Physician and hospital leaders warned that the liability risks posed by public reporting -- even limited to the most egregious incidents, as the IOM recommended -- could drive errors further underground.

"For reporting to work effectively, the information needs to be private," said Nancy W. Dickey, MD, past chair of the National Patient Safety Foundation at the AMA.

Officials at the Medical Group Management Assn., which recently launched its own patient safety initiative, said that a "culture of blame" has undercut previous attempts to address the problem. "We do not believe that mandatory reporting of incidents and public disclosure of those data will solve the problem," said MGMA President and CEO William F. Jessee, MD. "We must avoid a flood of new regulations that constrain creative and constructive approaches to increase patient safety."

Rick Wade, a senior vice president for the American Hospital Assn., agreed that confidentiality for hospitals, physicians and patients would be key to the success of any mandatory reporting system. "No one disagrees with the notion that we need much better reporting, tracking and analysis of medical errors. To get meaningful data, that may even require some sort of mandatory reporting," Wade said. "But without adequate protections you'll have the specter of the trial lawyer lurking in the background to find the smallest thing, and people will be afraid to report."

IOM committee members argued that the most serious errors typically already are public. And patients' right to know as well as physicians' ethical obligation to disclose outweigh any added liability risks. Their recommendation to limit public reporting to institutions -- not individuals -- fits into a systems approach to reducing errors by placing the responsibility on those who create the systems. "There has to be some way to hold health care organizations accountable," Dr. Leape said. "Obviously hospitals won't like this, but we need to create some pressure for them to correct unsafe situations."

President Clinton seemed to agree that liability concerns should not block public reporting. States that currently mandate reporting have shown no increased liability risks, he noted, adding: "I do not believe that systematic improvement in safety -- hospital after hospital, clinic after clinic -- will increase liability. But once you know about a problem, you're under a moral obligation to deal with it."

Safety expert Martin Hatlie, former NPSF head, agreed that better industrywide coordination of today's myriad independent reporting efforts should be welcomed. The IOM's approach clearly is not about "nailing people," since it focuses on data at the institutional level, noted Hatlie, now with Partners for Performance Solutions. "But mandatory reporting will only work if it's put in the right context, as a public health initiative, not a feeding frenzy for trial lawyers."
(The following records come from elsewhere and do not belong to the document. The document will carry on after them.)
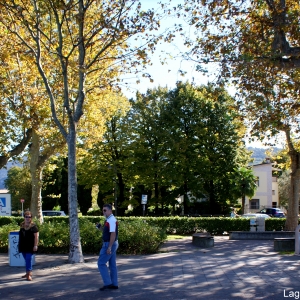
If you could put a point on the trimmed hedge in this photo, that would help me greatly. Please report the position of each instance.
(137, 235)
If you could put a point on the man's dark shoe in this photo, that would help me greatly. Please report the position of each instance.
(105, 287)
(113, 287)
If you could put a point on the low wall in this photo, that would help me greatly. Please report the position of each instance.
(260, 235)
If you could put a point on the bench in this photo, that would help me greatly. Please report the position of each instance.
(203, 240)
(284, 244)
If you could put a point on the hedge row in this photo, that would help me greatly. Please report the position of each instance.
(135, 237)
(174, 225)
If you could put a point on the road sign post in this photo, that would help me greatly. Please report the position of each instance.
(22, 201)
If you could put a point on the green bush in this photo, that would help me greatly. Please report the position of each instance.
(135, 236)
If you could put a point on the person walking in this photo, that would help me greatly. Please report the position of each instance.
(108, 252)
(28, 242)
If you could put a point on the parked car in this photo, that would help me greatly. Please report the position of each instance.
(255, 216)
(272, 212)
(53, 213)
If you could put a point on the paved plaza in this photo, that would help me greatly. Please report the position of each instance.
(232, 269)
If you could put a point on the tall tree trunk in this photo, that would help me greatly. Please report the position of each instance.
(75, 253)
(293, 204)
(36, 170)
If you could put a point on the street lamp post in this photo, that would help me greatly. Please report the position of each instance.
(22, 201)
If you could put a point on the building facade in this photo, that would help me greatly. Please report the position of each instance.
(266, 195)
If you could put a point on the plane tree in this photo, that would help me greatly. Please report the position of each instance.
(255, 45)
(77, 48)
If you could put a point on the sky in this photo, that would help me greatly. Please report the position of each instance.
(168, 74)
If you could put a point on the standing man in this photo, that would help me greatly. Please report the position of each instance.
(108, 250)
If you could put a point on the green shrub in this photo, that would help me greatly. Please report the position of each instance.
(135, 236)
(138, 237)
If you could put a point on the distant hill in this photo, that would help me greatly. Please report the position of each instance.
(259, 154)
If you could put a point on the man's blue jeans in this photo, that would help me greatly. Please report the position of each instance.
(28, 261)
(110, 277)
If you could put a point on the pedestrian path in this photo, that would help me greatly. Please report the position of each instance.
(232, 269)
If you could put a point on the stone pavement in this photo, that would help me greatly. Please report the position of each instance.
(233, 269)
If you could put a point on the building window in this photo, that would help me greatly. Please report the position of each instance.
(254, 203)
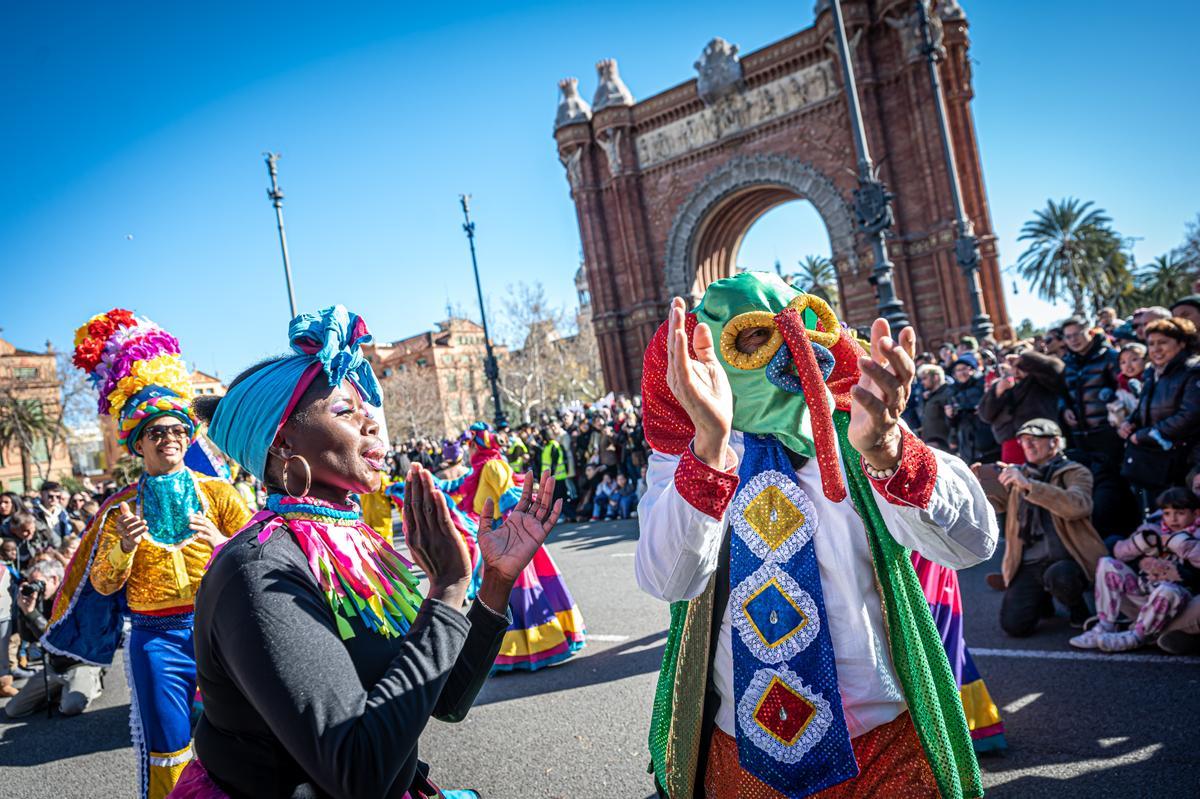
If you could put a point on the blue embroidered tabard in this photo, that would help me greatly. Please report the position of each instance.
(166, 503)
(791, 731)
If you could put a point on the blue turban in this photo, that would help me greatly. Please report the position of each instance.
(249, 418)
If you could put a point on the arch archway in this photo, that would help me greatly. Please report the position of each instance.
(706, 233)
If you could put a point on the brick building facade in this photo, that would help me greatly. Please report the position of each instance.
(33, 376)
(433, 383)
(665, 188)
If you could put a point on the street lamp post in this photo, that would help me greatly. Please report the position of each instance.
(276, 196)
(873, 200)
(491, 368)
(966, 245)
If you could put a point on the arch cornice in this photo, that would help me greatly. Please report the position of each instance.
(739, 175)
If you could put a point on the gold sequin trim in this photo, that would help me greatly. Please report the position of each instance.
(827, 337)
(761, 356)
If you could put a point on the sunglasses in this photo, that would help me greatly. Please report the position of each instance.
(163, 432)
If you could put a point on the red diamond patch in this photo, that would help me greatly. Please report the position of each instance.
(784, 713)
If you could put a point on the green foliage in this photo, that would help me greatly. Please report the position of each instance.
(1073, 253)
(819, 276)
(1164, 280)
(1029, 330)
(25, 426)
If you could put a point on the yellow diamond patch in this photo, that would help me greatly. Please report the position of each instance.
(773, 516)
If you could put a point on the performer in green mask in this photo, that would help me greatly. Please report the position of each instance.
(784, 499)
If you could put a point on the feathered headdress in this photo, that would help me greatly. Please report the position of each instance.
(137, 371)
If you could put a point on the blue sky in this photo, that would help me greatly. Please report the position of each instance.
(133, 175)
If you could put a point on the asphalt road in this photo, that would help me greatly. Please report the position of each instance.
(1078, 725)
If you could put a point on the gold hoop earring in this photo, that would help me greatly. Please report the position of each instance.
(307, 476)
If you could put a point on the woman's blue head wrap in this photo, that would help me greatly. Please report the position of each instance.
(249, 418)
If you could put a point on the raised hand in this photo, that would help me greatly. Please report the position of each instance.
(700, 385)
(433, 540)
(509, 548)
(131, 528)
(881, 396)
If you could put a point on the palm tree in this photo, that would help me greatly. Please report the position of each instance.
(1165, 280)
(819, 276)
(23, 425)
(1072, 253)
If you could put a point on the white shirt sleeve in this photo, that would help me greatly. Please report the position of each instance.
(678, 545)
(957, 528)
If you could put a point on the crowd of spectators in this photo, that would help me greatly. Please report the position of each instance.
(597, 454)
(1081, 436)
(39, 535)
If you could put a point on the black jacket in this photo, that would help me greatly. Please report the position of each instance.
(1087, 377)
(1035, 396)
(935, 425)
(291, 709)
(1170, 403)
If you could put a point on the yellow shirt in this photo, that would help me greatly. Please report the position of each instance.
(156, 578)
(495, 479)
(377, 510)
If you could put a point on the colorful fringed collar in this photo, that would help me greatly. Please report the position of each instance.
(355, 569)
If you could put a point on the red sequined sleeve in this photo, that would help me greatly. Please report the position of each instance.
(706, 488)
(912, 485)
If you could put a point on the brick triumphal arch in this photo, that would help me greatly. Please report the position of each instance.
(666, 187)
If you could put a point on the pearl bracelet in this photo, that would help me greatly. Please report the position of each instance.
(491, 610)
(877, 474)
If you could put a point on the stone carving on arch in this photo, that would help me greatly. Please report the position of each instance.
(743, 174)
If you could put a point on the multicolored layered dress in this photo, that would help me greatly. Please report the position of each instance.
(941, 588)
(546, 625)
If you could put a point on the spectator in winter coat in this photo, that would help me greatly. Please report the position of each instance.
(1092, 368)
(935, 424)
(1188, 308)
(1050, 546)
(1164, 431)
(1032, 388)
(972, 437)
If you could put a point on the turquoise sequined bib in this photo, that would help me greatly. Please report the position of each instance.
(166, 503)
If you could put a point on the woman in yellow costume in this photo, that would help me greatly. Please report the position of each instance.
(149, 545)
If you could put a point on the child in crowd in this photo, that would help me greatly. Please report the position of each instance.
(601, 504)
(1167, 558)
(1125, 402)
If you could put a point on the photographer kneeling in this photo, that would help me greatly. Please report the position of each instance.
(1050, 546)
(73, 683)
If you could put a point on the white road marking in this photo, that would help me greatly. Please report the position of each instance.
(1119, 658)
(1072, 769)
(1020, 704)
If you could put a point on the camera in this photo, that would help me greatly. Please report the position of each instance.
(33, 588)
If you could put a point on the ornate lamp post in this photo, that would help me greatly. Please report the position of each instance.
(873, 200)
(491, 368)
(276, 196)
(966, 245)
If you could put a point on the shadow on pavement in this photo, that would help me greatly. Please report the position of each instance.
(606, 666)
(36, 740)
(593, 535)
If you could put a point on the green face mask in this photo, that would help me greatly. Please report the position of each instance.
(759, 406)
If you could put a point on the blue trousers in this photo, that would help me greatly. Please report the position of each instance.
(161, 668)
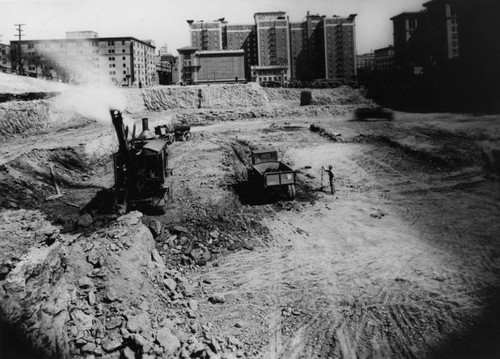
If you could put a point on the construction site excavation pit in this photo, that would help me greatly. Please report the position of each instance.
(402, 261)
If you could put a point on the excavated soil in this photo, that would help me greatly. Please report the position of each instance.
(401, 262)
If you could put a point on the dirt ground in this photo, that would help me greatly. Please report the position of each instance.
(402, 261)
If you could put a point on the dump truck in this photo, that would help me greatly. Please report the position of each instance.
(268, 173)
(174, 132)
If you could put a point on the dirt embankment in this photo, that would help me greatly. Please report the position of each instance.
(343, 95)
(86, 294)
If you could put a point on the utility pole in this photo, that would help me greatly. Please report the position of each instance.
(19, 60)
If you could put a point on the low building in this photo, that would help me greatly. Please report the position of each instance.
(365, 61)
(223, 66)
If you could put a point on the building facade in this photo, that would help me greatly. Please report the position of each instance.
(307, 50)
(442, 23)
(125, 61)
(409, 40)
(365, 61)
(206, 35)
(273, 47)
(221, 66)
(340, 47)
(277, 50)
(243, 37)
(384, 63)
(5, 58)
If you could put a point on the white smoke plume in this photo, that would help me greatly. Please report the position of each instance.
(93, 101)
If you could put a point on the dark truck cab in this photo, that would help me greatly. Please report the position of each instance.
(267, 172)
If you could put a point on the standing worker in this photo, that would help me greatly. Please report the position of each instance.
(200, 98)
(330, 177)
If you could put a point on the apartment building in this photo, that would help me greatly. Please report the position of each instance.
(307, 50)
(5, 64)
(273, 47)
(408, 28)
(206, 35)
(340, 47)
(220, 66)
(83, 57)
(319, 47)
(243, 37)
(442, 23)
(384, 63)
(365, 61)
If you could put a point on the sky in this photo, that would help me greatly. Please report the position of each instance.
(164, 21)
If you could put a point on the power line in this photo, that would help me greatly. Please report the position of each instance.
(19, 35)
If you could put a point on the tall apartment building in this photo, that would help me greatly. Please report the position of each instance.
(442, 24)
(242, 37)
(307, 50)
(384, 63)
(407, 27)
(319, 47)
(273, 47)
(340, 47)
(206, 35)
(5, 64)
(83, 57)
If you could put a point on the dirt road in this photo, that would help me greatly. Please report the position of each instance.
(402, 262)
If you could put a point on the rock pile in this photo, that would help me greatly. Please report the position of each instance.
(215, 96)
(107, 293)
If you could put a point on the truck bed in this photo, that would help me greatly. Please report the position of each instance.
(275, 174)
(267, 167)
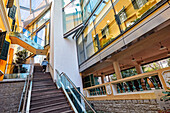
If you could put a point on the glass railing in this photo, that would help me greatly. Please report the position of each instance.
(26, 40)
(17, 71)
(72, 15)
(74, 95)
(110, 20)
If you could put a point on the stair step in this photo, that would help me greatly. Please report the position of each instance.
(39, 85)
(46, 97)
(52, 101)
(62, 108)
(45, 106)
(43, 90)
(46, 93)
(69, 111)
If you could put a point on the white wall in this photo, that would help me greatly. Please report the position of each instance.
(63, 52)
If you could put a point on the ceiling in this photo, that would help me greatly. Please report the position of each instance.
(147, 50)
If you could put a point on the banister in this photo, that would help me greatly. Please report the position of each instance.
(82, 96)
(79, 92)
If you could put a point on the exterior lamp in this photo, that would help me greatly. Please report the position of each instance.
(168, 52)
(162, 47)
(133, 59)
(142, 61)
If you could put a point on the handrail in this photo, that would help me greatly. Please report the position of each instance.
(25, 92)
(82, 96)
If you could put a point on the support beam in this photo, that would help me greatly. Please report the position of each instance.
(117, 69)
(139, 69)
(103, 79)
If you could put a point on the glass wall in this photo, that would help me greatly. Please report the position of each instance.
(72, 15)
(39, 31)
(107, 20)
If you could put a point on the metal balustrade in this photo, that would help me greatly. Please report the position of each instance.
(146, 82)
(75, 97)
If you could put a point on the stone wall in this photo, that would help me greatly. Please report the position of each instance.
(126, 106)
(10, 94)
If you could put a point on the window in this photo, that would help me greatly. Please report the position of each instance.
(4, 52)
(138, 3)
(122, 15)
(105, 31)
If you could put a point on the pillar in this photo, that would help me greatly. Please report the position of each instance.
(117, 70)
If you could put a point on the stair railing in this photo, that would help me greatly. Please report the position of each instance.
(75, 97)
(25, 97)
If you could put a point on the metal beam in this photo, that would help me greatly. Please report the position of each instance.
(25, 8)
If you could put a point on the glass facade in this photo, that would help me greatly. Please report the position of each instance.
(107, 20)
(72, 15)
(39, 31)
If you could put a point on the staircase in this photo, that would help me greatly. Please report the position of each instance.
(27, 43)
(45, 97)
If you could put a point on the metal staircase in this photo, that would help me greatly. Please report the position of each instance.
(27, 43)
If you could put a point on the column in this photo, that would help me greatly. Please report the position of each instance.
(117, 69)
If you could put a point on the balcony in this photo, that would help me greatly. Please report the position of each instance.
(105, 36)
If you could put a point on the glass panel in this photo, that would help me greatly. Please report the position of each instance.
(41, 37)
(72, 16)
(44, 19)
(80, 49)
(47, 37)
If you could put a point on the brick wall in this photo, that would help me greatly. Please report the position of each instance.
(126, 106)
(10, 94)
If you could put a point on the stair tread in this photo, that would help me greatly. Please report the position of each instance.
(52, 108)
(46, 97)
(48, 101)
(40, 107)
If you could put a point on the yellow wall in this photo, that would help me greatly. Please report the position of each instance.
(11, 51)
(102, 19)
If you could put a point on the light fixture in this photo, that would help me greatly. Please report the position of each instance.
(168, 52)
(162, 47)
(142, 61)
(108, 21)
(133, 59)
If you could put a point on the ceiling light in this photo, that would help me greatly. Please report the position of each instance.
(162, 47)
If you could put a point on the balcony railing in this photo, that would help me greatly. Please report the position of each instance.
(106, 27)
(146, 82)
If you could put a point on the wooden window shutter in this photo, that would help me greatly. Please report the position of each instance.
(4, 52)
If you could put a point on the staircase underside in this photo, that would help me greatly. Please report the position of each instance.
(16, 40)
(45, 97)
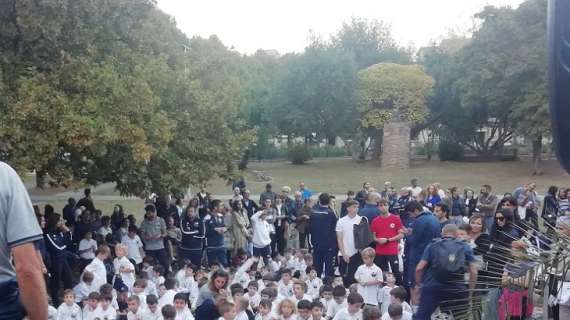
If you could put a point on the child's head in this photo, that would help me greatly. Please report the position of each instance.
(463, 232)
(68, 297)
(368, 256)
(371, 313)
(339, 292)
(395, 311)
(133, 303)
(252, 288)
(139, 286)
(317, 309)
(236, 291)
(286, 275)
(398, 295)
(105, 301)
(299, 289)
(355, 302)
(326, 291)
(304, 309)
(353, 288)
(152, 302)
(168, 312)
(158, 270)
(227, 310)
(286, 308)
(121, 250)
(180, 301)
(264, 306)
(268, 293)
(337, 281)
(390, 279)
(87, 277)
(93, 299)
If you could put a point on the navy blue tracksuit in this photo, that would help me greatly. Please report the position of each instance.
(191, 245)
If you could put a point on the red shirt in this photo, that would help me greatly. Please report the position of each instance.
(386, 227)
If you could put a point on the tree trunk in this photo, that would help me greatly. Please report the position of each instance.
(40, 179)
(537, 155)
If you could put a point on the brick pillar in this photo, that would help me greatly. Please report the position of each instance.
(396, 145)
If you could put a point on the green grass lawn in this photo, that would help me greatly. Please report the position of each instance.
(337, 175)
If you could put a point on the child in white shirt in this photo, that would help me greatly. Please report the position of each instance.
(182, 310)
(105, 310)
(369, 278)
(384, 294)
(314, 283)
(338, 303)
(90, 305)
(123, 267)
(353, 311)
(285, 285)
(83, 288)
(68, 309)
(134, 307)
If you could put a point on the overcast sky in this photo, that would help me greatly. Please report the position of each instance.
(248, 25)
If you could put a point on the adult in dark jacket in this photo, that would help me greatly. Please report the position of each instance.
(193, 232)
(322, 226)
(248, 204)
(423, 229)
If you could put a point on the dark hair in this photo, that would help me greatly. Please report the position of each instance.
(371, 313)
(339, 291)
(399, 293)
(317, 304)
(395, 310)
(413, 206)
(324, 199)
(169, 283)
(351, 203)
(168, 312)
(265, 303)
(151, 299)
(354, 298)
(304, 304)
(181, 296)
(553, 190)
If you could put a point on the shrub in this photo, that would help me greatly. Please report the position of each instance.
(298, 154)
(450, 151)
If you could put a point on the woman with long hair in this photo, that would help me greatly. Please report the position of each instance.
(57, 239)
(241, 227)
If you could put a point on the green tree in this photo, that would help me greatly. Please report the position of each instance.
(391, 92)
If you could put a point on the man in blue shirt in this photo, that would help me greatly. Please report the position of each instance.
(453, 293)
(370, 209)
(322, 226)
(422, 229)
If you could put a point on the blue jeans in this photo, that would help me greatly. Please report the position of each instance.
(324, 258)
(10, 305)
(194, 255)
(217, 255)
(450, 297)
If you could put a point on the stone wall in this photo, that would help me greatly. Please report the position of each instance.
(396, 145)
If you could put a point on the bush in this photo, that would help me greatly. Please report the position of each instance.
(298, 154)
(450, 151)
(328, 151)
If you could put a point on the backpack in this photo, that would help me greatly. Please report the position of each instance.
(448, 262)
(363, 237)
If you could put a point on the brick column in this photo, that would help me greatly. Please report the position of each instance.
(396, 145)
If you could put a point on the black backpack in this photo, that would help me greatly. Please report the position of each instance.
(448, 262)
(363, 237)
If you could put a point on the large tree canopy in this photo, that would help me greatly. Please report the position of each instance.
(112, 91)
Is agency route a safe approach?

Industry leaders also expressed qualms about the IOM's call for a federal agency to coordinate research and education about medical errors.

"Making this the role of a federal agency may doom it to fail," said the AHA's Wade. He worried that the effort would get mired in political and funding battles.

He and the AMA's Dr. Dickey suggested that a public-private partnership may prove more workable. The goal of a federal center, Dr. Dickey said, "is reasonable," although the AMA has some concerns that it could become too regulatory. At the same time, she acknowledged that federal involvement could provide "a deep pocket" for building a central data repository and other safety initiatives that have proved too costly for the NPSF and other private-sector initiatives. And she would expect the NPSF to become a partner to any new agency rather than be replaced by it.

"We're not calling for a new government bureaucracy but a center for research similar to what we already have in other areas where safety's a concern," Dr. Leape said. "We currently don't spend anything on health [safety], and that's the area with the greatest risk by far."